Bienestar

Causas y síntomas de la deshidratación

La deshidratación es una alteración que puede aquejar a muchas personas por una infinidad de razones. Por eso, es indispensable mantenerse hidratado a través del consumo de agua potable, lo que permite optimizar la salud en general. Conocer las causas y síntomas de esta afección te ayudará a prevenirla a tiempo.

¿Qué es la deshidratación?

Es un proceso mediante el cual se produce una excesiva pérdida de agua sin llegar a ser reemplazada. Como consecuencia, el organismo deja de realizar sus funciones esenciales de manera  adecuada.

Y es que el agua representa cerca de dos tercios de la composición del cuerpo humano, desempeña un papel fundamental en diversas funciones anatómicas. Por ejemplo, lubrica las articulaciones y los ojos, resguarda la salud epidérmica, facilita la digestión y depura las toxinas.

Los efectos de la deshidratación derivan en reducción del líquido en el tejido cerebral y aumento del espesor de la sangre.
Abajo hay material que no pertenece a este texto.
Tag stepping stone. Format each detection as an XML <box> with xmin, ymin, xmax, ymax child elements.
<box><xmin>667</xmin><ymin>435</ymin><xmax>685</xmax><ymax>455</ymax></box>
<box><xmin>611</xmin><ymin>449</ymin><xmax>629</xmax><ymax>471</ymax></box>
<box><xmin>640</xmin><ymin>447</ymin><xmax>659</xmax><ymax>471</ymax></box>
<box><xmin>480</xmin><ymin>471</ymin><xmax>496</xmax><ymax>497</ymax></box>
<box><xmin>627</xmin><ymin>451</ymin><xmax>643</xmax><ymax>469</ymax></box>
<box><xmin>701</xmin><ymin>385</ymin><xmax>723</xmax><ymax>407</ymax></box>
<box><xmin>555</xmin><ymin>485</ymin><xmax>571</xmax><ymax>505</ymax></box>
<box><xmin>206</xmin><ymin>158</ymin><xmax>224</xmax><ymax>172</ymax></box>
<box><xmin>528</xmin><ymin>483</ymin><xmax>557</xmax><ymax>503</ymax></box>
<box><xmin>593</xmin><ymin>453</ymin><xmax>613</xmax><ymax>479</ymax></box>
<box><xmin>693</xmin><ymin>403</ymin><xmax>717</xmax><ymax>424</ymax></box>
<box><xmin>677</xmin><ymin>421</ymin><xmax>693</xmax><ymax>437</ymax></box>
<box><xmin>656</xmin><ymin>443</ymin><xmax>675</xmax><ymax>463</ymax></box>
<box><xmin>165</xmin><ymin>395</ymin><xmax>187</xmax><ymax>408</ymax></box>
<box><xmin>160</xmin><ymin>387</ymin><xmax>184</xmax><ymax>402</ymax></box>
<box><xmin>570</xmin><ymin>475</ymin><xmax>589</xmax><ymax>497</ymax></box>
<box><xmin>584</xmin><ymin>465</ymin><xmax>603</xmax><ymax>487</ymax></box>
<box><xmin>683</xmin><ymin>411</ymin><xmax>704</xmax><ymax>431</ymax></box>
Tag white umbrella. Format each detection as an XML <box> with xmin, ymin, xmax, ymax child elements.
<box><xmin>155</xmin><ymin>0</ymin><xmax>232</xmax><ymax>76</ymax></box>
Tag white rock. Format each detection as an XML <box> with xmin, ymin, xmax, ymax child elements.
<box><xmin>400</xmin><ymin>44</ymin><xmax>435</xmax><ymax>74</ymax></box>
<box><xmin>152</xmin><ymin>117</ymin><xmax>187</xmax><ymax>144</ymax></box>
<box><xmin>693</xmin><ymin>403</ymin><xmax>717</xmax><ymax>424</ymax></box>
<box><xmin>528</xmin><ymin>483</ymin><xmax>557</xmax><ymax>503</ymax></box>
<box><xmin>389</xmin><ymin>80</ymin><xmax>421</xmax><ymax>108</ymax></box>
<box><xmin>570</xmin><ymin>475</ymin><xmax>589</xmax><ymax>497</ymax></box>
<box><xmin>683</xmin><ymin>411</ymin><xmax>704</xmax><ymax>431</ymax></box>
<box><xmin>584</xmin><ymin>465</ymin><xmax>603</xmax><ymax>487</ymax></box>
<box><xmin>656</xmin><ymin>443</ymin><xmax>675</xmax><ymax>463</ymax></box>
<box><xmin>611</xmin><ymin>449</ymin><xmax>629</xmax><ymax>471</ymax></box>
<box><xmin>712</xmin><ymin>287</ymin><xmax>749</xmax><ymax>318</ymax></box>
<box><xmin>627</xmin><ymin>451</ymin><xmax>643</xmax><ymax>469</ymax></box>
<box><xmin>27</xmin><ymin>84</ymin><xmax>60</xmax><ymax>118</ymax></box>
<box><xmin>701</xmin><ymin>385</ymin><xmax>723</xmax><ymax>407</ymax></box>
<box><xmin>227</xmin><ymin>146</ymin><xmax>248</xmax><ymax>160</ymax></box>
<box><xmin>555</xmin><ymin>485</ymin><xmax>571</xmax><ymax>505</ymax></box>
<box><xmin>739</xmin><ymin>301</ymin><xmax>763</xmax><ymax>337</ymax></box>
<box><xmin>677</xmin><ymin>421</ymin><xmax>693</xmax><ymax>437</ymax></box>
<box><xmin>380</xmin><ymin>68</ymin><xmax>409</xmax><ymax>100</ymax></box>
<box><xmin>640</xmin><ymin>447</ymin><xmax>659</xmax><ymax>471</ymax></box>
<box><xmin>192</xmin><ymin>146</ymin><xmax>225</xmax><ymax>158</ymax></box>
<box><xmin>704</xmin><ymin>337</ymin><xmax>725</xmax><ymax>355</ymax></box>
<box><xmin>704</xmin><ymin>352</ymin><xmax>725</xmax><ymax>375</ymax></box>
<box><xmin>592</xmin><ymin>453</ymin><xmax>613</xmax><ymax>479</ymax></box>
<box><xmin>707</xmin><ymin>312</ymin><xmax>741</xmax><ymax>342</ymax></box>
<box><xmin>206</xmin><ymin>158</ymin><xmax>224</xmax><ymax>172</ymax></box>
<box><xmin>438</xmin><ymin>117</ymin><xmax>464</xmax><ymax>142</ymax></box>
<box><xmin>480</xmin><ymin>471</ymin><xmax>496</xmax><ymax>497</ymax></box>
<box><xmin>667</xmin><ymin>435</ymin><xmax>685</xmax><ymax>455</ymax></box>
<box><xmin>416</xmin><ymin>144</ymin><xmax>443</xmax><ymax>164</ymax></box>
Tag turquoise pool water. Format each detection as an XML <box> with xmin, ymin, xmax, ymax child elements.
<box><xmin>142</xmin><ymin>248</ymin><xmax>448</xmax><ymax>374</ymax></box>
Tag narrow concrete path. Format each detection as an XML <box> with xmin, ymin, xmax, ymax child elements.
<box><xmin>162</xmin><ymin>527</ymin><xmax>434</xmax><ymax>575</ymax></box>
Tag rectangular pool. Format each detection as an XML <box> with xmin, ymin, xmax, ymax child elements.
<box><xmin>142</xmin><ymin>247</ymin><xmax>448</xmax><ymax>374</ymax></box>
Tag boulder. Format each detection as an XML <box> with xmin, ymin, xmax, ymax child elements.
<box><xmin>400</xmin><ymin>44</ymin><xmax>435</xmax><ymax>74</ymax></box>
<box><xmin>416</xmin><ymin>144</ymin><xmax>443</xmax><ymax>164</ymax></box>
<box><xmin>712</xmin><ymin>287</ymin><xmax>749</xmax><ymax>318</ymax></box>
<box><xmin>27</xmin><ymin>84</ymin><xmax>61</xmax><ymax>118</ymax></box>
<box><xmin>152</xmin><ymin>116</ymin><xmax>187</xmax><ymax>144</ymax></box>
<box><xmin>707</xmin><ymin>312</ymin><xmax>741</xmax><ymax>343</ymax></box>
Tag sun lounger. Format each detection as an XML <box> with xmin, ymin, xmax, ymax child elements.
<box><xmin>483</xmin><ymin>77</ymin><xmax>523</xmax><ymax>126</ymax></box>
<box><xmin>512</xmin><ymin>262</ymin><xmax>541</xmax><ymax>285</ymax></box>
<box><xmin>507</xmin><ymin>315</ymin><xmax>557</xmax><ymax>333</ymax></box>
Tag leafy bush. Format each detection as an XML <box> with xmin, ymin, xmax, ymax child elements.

Esto ocasiona variaciones en el volumen cerebral, y obliga al corazón a trabajar de manera forzada.  Por eso, cuando el organismo pierde agua es necesario reponerla de manera inmediata para conservar el balance de sales, glucosa y otros minerales.

Factores detonantes

La pérdida de agua está condicionada por diversos factores. Por ejemplo, sudor excesivo, vómito, diarrea, micción constante, diabetes, entre otros.

La deshidratación puede deberse a una excesiva pérdida de líquido o a una ineficiente absorción del mismo. Lo que determinará su trasfondo son los síntomas, que pueden ser leves o severos.

Señales de alarma

Los síntomas de esta alteración se clasifican de acuerdo a su nivel de intensidad:

●       Deshidratación leve

Entre sus principales síntomas destaca dolor de cabeza, boca seca y pegajosa, piel seca, estreñimiento, somnolencia o fatiga y vértigos, espasmos musculares.

●       Deshidratación severa

Sed extrema, ojos hundidos, piel seca, irritabilidad, presión arterial baja, ritmo cardíaco rápido, fiebre, escasas lágrimas, cese de orina, delirio o pérdida de conciencia, son algunos de sus síntomas más usuales.

Cómo prevenir la deshidratación

Aunque todos estamos expuestos a deshidratarnos, hay quienes tienen más probabilidades. Como los bebés, los atletas profesionales y los adultos mayores. Esto a causa de que sus organismos son más vulnerables, bien sea por las circunstancias que le rodean como por la composición de su organismo según su edad.

Entre las formas de prevenir esta alteración, destacan:

  • Llevar una botella de agua siempre con sigo.
  • Tomar suficiente agua.
  • En caso de experimentar diarrea o vómito, ingerir suficiente agua para reponer el líquido perdido.

 

Esperar hasta que surjan sus síntomas podría ocasionar consecuencias mortales. ¡Evítalo! Mantente hidratado de manera constante.